Ex-border chief unveils illegal migrant amnesty plan

Border Force official checking passport Image copyright PA

Migrants who have entered the UK illegally should be offered an amnesty, according to a former border chief.

Rob Whiteman, who led the Border Agency for two years, said it would make the post-Brexit system "manageable".

Knowing change was afoot could prompt further applications for visas and passports, he told the Guardian.

The UK is believed to be home to as many as 500,000 illegal migrants, although campaign group Migration Watch thinks the figure could be even higher.

Foreign Secretary Boris Johnson urged a similar plan during the EU referendum campaign - but said only migrants who had contributed to the economy and paid taxes for more than 12 years should be allowed to stay.

'Real progress'

Mr Whiteman - Border Agency chief executive between 2011 to 2013 - said the authorities faced a "massive" task dealing with their existing caseload and would have their hands full with the changes to the immigration system that would result from the UK leaving the EU.

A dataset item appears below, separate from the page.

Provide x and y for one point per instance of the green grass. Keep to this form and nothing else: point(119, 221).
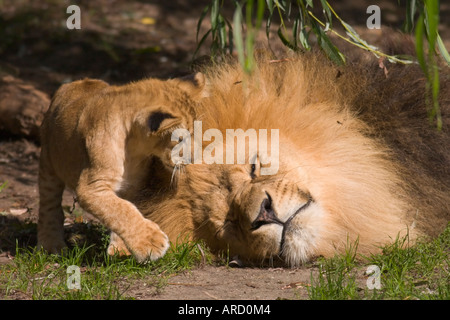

Image copyright Home Office
Image caption Mr Whiteman said an amnesty could allow the authorities to focus on "higher-risk" cases

"Scant resources are rightly focused on higher risk individuals, such as foreign-national offenders who are deported on expiry of their sentence," he wrote.

While the government had made real progress, better control could not reverse the fact the system has been abused and "some people are still here after many years", he said.

The vast majority of illegal migration cases are not active and staff resources could not cope if they were, he said.

"An appropriate amnesty would make our post-Brexit system manageable, optimise resources to focus on new cases and also strengthen border control around our lengthy coastline."

'End uncertainty'

Mr Whiteman acknowledged that allowing illegal migrants to stay would be "controversial", with some arguing that it may send the wrong signal to future would-be illegal entrants and could lead to their dependents overseas then applying too, increasing net migration.

"But the prize of taking a bold step will be considerable," he argued.

"It could shift the public mood with people here because they are allowed to be here, and would enable the government to tackle higher risk cases and improve its post-Brexit border operations."

An amnesty for appropriate cases would also end uncertainty for hundreds of thousands of people "in limbo" who are neither allowed to stay but likely to never leave or be deported, he added.

Mr Whiteman, who is now chief executive of the Chartered Institute of Public Finance and Accountancy, conceded that the next five years would see considerable work for Home Office staff managing the border, immigration and passport systems.

He argued that it is doubtful the department, even with more staff, will cope easily with the new workload "unless a line is drawn on much of the historic caseload, often going back many years".

Home Secretary Amber Rudd recently announced a fresh crackdown on illegal immigration.

From December, landlords knowingly letting rooms to illegal migrants will be liable for prosecution while next year banks will have to carry out regular checks to ensure their customers are entitled to be in the UK.